If you want to spend most of your time in Munich, a hotel would probably be a better bet.  None of the timeshares are all that close.  Probably the closest would be the one in Garmisch, Club Columbo Quellenhof, which is about an hour's drive south from Munich.  I haven't taken the train there from Munich.  I have done the drive, and it was fast.

There are lots of other other interesting things in that vicinity also.

(RCI Directory lists a couple of Munich hotels, but I have never seen any of those available as exchanges.  You could check Extra Vacations and see if they are available as rentals)


----------



## tashamen (Feb 25, 2008)

AlpenClub Schliersee is a possibility - available thorugh II.  Several of the reviews here mention taking a train into Munich for day trips.


----------



## Carolinian (Feb 27, 2008)

How about a 57-unit timeshare bang in central Munich. last renovated in 2002?  Timeshare resort chain Hapimag, the worlds oldest timeshare developer, has such a resort, but since they don't deal with either RCI or II, you would probably have to find a Hapimag member who would be willing to do a direct trade for something you have to reserve it for you.

Check out www.hapimag.com


----------



## hibbeln (Feb 28, 2008)

We are staying at the Club Colombo Hotel Quellenhof in the Garmisch-Partenkirchen area (it's actually in Grainau) this August.  I'm not sure it's exactly what you're looking for (I think you would have to take a short bus ride from in front of the condo to catch the train to Munich).  But if you added it on to a few days in Munich, you just might love it!
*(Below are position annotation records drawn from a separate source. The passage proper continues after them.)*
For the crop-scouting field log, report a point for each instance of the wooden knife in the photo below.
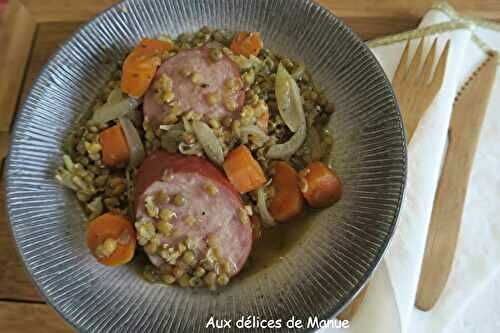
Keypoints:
(463, 135)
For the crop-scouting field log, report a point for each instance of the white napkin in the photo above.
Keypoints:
(478, 252)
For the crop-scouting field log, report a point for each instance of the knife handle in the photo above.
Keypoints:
(444, 229)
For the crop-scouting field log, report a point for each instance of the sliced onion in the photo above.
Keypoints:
(313, 141)
(109, 112)
(266, 217)
(289, 100)
(287, 149)
(135, 146)
(209, 142)
(298, 73)
(190, 149)
(258, 135)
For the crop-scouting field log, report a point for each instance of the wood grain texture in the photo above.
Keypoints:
(465, 127)
(58, 18)
(70, 10)
(16, 35)
(48, 39)
(30, 317)
(14, 281)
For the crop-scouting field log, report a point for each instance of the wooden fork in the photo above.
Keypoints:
(415, 90)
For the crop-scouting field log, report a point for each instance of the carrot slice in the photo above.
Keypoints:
(247, 43)
(320, 185)
(113, 227)
(140, 66)
(114, 146)
(256, 225)
(243, 171)
(287, 201)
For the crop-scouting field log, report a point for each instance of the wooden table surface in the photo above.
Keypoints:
(49, 22)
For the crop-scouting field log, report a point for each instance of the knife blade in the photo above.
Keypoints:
(463, 135)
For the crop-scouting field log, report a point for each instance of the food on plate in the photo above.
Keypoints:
(320, 185)
(195, 151)
(287, 201)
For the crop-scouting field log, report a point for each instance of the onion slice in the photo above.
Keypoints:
(287, 149)
(289, 100)
(266, 217)
(112, 111)
(209, 142)
(313, 141)
(135, 146)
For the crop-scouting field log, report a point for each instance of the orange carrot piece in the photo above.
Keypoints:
(287, 201)
(256, 225)
(243, 171)
(140, 66)
(320, 185)
(247, 43)
(114, 146)
(116, 227)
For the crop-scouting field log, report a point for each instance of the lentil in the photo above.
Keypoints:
(178, 272)
(199, 272)
(189, 258)
(190, 220)
(211, 189)
(184, 281)
(151, 209)
(179, 200)
(216, 54)
(168, 278)
(165, 228)
(213, 98)
(222, 279)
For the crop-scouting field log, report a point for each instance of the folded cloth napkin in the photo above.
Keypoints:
(477, 264)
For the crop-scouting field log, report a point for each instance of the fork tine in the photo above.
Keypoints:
(403, 63)
(428, 64)
(437, 80)
(417, 61)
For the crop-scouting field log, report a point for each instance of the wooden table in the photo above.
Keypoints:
(30, 32)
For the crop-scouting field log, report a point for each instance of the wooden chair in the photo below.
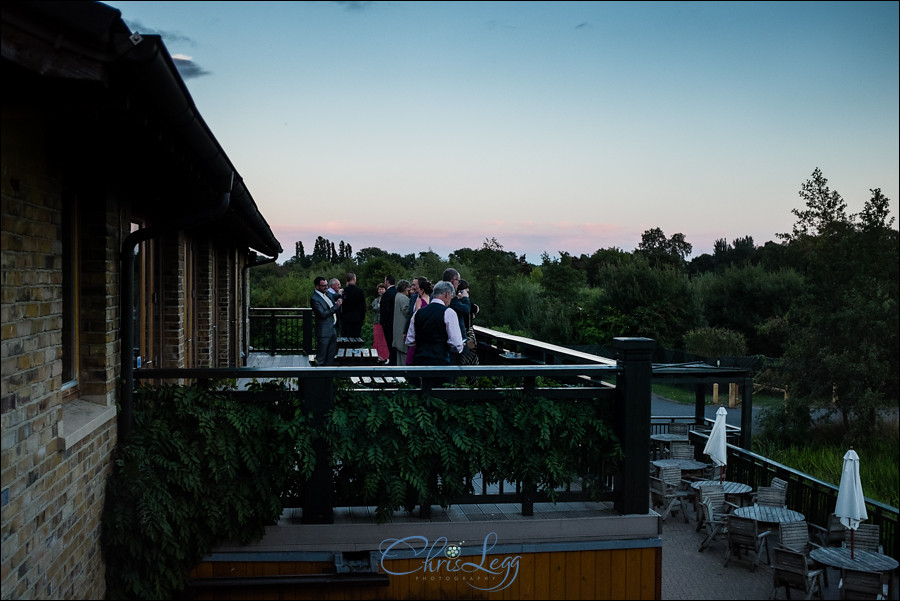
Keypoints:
(666, 491)
(832, 534)
(771, 496)
(678, 428)
(855, 584)
(714, 524)
(795, 537)
(681, 451)
(715, 493)
(867, 537)
(790, 570)
(776, 483)
(744, 535)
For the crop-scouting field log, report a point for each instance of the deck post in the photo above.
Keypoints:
(746, 413)
(272, 333)
(307, 332)
(317, 496)
(632, 485)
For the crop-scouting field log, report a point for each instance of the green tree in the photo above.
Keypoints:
(637, 299)
(661, 251)
(842, 348)
(745, 298)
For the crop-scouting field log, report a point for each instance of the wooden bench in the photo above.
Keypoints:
(378, 382)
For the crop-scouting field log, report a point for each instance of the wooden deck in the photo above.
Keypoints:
(586, 549)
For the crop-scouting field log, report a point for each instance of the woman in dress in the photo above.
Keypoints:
(377, 333)
(425, 290)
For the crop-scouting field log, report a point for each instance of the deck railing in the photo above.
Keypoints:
(620, 388)
(282, 330)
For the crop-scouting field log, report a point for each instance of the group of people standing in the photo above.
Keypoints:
(339, 312)
(415, 323)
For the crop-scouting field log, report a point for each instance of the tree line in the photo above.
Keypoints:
(822, 300)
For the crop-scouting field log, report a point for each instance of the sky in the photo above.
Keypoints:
(548, 126)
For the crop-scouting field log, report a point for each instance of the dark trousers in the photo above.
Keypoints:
(326, 350)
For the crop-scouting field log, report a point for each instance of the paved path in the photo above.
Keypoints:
(664, 407)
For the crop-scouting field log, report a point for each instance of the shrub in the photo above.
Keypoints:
(198, 468)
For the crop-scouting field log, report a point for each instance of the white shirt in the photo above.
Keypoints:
(451, 321)
(330, 304)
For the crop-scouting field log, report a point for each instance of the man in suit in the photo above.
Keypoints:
(353, 310)
(335, 292)
(434, 329)
(325, 311)
(387, 316)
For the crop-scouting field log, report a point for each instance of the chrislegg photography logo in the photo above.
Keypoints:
(442, 561)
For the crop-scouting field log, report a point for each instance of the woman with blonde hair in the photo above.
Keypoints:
(425, 290)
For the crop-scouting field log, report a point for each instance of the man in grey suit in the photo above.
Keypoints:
(326, 334)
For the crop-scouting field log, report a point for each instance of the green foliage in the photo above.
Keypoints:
(657, 303)
(198, 468)
(842, 347)
(715, 342)
(745, 299)
(821, 456)
(398, 451)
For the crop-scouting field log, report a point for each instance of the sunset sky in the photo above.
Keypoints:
(550, 126)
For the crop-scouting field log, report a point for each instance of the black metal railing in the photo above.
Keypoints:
(282, 331)
(627, 405)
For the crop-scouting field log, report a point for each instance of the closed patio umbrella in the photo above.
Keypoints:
(715, 446)
(851, 504)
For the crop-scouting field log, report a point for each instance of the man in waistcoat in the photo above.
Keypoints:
(326, 335)
(434, 329)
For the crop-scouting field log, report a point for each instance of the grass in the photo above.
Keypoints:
(822, 456)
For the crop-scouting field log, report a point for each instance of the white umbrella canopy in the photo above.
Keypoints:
(715, 445)
(851, 504)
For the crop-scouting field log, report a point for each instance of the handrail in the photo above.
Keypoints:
(628, 405)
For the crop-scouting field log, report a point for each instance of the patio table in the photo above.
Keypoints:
(731, 488)
(686, 465)
(864, 561)
(664, 439)
(768, 514)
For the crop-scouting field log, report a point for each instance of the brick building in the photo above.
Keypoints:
(126, 238)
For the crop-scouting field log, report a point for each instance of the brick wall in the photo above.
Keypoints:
(52, 497)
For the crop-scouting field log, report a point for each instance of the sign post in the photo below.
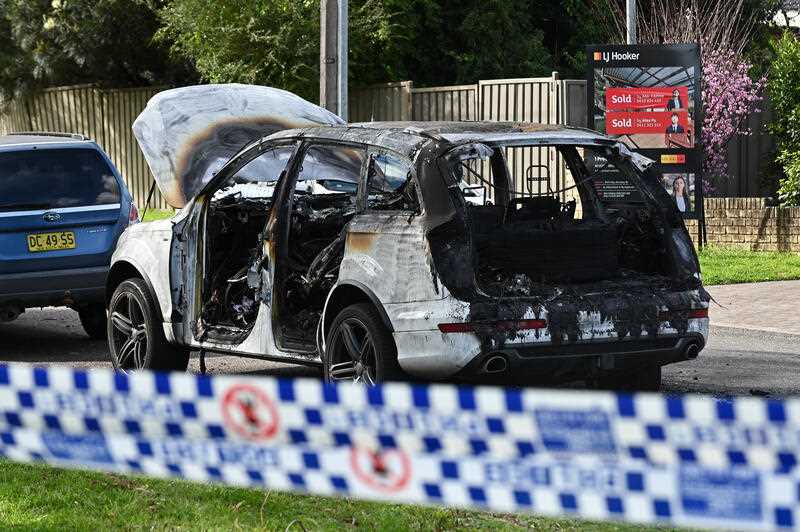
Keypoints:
(648, 96)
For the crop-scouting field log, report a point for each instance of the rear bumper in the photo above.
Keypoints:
(55, 287)
(578, 360)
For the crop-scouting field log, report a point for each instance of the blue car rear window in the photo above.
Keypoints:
(52, 178)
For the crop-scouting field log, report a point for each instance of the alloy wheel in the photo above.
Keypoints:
(129, 333)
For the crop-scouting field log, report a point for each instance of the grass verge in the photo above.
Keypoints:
(39, 497)
(157, 214)
(731, 266)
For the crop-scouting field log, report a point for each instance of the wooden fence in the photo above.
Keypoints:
(106, 115)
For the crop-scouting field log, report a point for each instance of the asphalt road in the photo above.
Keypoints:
(735, 362)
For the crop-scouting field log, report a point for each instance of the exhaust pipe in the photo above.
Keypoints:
(495, 364)
(692, 351)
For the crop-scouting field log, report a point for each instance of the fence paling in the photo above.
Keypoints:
(106, 115)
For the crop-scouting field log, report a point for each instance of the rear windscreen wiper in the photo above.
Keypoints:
(21, 206)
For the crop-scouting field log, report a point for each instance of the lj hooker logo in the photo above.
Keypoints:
(606, 57)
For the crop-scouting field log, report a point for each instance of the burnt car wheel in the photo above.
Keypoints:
(135, 338)
(93, 321)
(359, 348)
(646, 379)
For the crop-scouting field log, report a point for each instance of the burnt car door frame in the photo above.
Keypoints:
(279, 229)
(188, 237)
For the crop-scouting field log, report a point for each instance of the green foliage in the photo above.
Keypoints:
(37, 497)
(433, 42)
(276, 42)
(789, 186)
(732, 266)
(63, 42)
(499, 40)
(784, 91)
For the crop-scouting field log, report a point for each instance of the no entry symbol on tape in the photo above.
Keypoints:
(249, 412)
(387, 471)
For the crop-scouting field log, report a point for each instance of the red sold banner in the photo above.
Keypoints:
(638, 98)
(627, 123)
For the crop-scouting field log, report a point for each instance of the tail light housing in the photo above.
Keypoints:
(507, 325)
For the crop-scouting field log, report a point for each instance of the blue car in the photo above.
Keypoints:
(63, 205)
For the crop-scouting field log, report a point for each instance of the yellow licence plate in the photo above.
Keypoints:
(51, 241)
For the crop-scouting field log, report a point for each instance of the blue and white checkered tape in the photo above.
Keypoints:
(584, 486)
(439, 419)
(686, 460)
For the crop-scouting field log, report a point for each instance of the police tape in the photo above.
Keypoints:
(684, 460)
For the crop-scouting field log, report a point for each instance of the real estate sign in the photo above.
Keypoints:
(648, 96)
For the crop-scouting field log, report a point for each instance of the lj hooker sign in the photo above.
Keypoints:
(649, 97)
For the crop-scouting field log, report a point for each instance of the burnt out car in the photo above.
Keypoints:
(481, 251)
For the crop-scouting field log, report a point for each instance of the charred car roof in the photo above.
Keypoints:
(407, 138)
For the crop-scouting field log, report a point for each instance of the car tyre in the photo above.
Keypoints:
(645, 379)
(135, 335)
(93, 320)
(360, 348)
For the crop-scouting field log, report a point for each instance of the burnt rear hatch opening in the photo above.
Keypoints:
(233, 237)
(569, 228)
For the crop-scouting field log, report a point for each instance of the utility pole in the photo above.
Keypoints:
(333, 56)
(630, 20)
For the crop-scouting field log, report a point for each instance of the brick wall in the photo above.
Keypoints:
(747, 223)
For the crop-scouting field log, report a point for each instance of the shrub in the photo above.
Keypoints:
(789, 188)
(784, 91)
(729, 96)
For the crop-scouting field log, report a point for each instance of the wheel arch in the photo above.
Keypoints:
(123, 270)
(349, 293)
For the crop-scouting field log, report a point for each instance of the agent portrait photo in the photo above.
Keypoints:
(680, 187)
(674, 127)
(675, 102)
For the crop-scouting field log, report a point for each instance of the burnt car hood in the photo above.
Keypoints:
(189, 133)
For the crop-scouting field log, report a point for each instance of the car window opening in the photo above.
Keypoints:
(324, 201)
(565, 214)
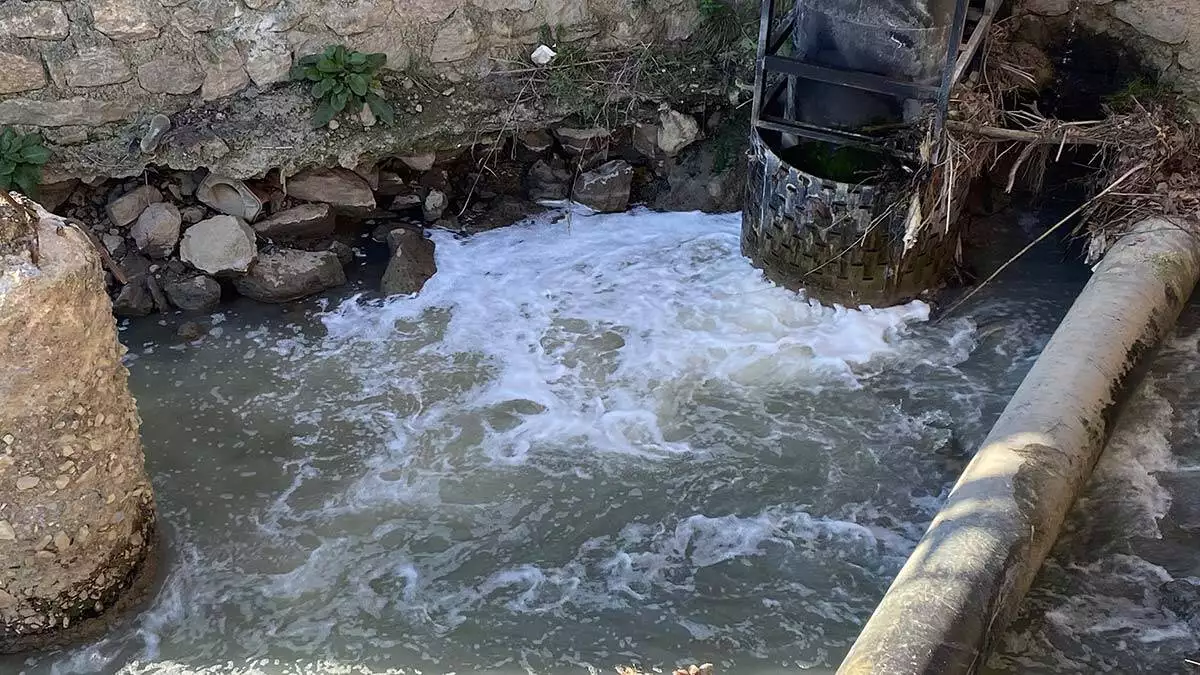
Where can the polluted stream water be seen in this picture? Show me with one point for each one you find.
(587, 442)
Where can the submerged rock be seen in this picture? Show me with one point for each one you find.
(156, 232)
(605, 187)
(220, 245)
(412, 263)
(196, 293)
(306, 221)
(435, 205)
(288, 274)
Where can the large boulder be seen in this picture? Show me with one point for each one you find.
(156, 232)
(605, 187)
(126, 208)
(287, 274)
(337, 186)
(197, 293)
(78, 518)
(220, 245)
(306, 221)
(412, 262)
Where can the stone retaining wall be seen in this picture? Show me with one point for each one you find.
(85, 72)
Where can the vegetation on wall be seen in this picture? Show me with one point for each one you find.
(22, 156)
(343, 81)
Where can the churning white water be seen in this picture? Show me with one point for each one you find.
(587, 442)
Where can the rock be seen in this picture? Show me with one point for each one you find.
(1048, 7)
(285, 275)
(1182, 597)
(126, 208)
(54, 195)
(420, 162)
(126, 21)
(159, 126)
(676, 131)
(579, 141)
(455, 40)
(353, 17)
(543, 55)
(1156, 19)
(156, 232)
(37, 19)
(412, 263)
(63, 112)
(537, 141)
(605, 187)
(192, 215)
(343, 251)
(435, 205)
(220, 245)
(268, 64)
(225, 72)
(19, 73)
(228, 196)
(171, 75)
(402, 202)
(191, 330)
(133, 300)
(113, 243)
(306, 221)
(197, 293)
(547, 180)
(135, 264)
(366, 117)
(337, 186)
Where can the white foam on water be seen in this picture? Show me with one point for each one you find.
(540, 352)
(601, 322)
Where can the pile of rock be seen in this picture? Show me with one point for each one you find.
(187, 239)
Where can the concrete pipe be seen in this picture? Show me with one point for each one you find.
(965, 580)
(77, 513)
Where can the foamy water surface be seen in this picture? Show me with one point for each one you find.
(585, 443)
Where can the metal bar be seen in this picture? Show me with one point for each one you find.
(766, 9)
(855, 79)
(952, 52)
(783, 33)
(790, 101)
(977, 37)
(811, 132)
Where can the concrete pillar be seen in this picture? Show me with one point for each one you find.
(965, 580)
(77, 514)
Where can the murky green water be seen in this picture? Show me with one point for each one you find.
(580, 447)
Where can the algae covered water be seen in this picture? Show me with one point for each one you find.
(588, 442)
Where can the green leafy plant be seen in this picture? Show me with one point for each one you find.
(22, 156)
(345, 81)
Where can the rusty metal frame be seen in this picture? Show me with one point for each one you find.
(774, 34)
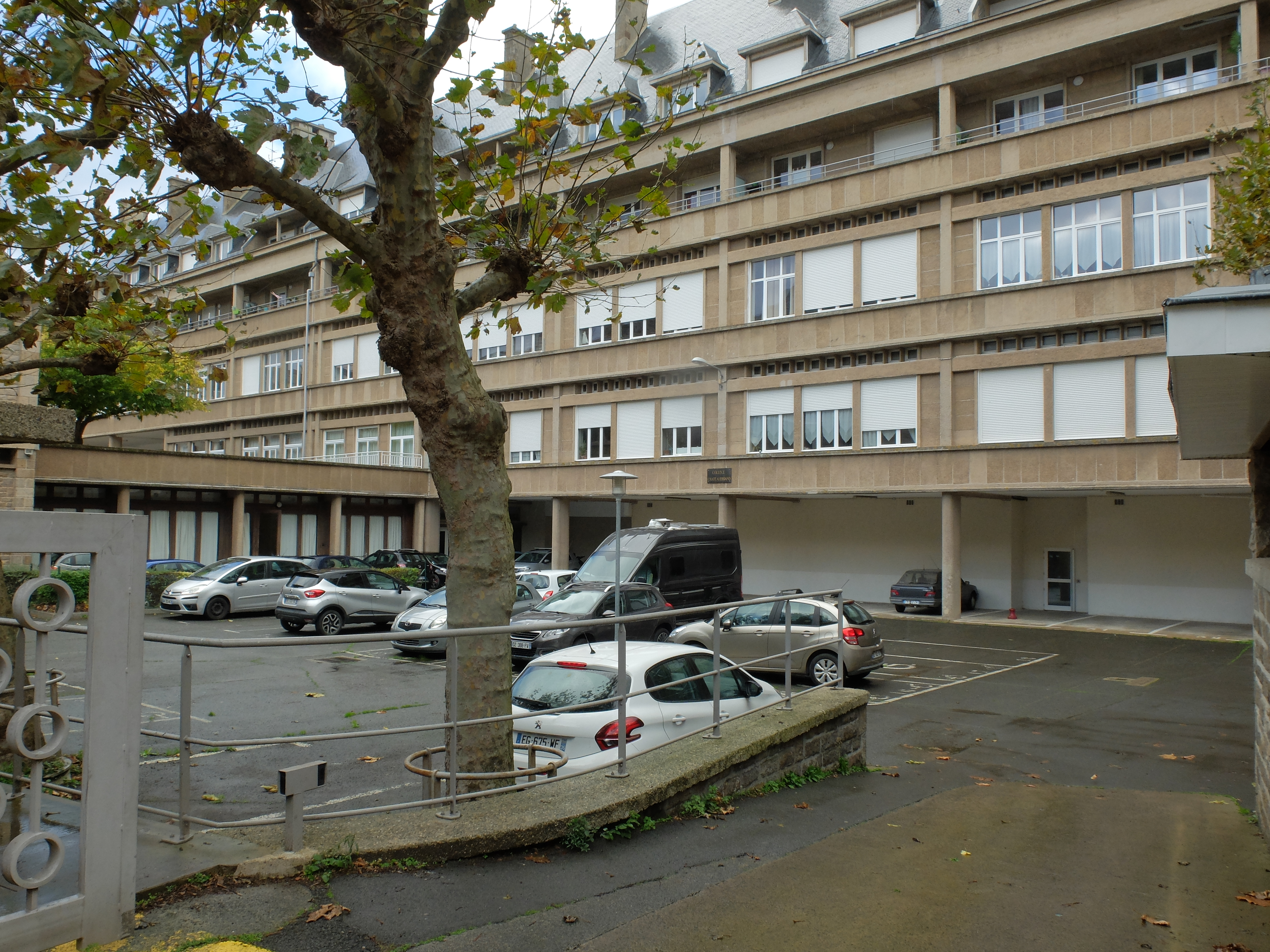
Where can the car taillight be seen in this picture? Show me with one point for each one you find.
(608, 736)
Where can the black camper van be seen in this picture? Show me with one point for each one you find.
(692, 565)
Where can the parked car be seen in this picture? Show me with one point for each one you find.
(924, 588)
(236, 585)
(548, 582)
(332, 598)
(335, 563)
(692, 565)
(172, 565)
(751, 633)
(431, 615)
(591, 601)
(577, 676)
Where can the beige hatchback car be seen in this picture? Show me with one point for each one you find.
(754, 633)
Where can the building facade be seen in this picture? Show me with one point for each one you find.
(906, 313)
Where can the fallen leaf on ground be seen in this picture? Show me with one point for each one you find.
(328, 911)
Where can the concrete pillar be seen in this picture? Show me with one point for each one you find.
(238, 544)
(952, 562)
(728, 512)
(432, 526)
(421, 521)
(337, 525)
(1250, 35)
(559, 534)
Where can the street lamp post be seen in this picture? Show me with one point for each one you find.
(619, 488)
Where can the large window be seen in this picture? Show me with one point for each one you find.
(1175, 74)
(772, 289)
(1170, 224)
(1010, 249)
(1088, 237)
(1028, 111)
(827, 417)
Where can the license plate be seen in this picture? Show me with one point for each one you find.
(544, 741)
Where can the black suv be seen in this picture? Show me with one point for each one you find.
(592, 601)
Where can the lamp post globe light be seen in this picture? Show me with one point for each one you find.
(618, 482)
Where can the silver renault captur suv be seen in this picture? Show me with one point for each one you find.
(236, 585)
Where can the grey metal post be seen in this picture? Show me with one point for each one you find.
(714, 645)
(789, 658)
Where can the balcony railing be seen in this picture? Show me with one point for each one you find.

For everyone else, I'm quite surprised how easily we got this exchange.  I noticed late last fall that there was summer availability there while just playing around with a deposit and seeing what was available in August in Germany or Austria.  I started thinking and ended up putting in a request that was very specific.  We figured IF we could get a unit big enough for our family of 4 and IF it would be exactly the 1st week in August (no flexibility) then we would take it.  I put in the exchange and in less than 3 weeks I had it confirmed.  Then we invited my Dad and about a month ago I put in for another 1 bedroom unit, also had to be that exact first week in August.  First we matched for one that was a week later and we turned it down (we had to have them the same week or not at all).  Low and behold, within a month I had the second unit confirmed!


----------



## EAM (Feb 28, 2008)

*Arabella Sheraton Grand Hotel and Tryp Munchen*

The Arabella Sheraton Grand Hotel  in Munich is listed in the RCI directory as is TRYP MUNCHEN  ( #8217 ), also in Munich.  Both offer only hotel rooms, and my guess would be that availability would be very limited.


----------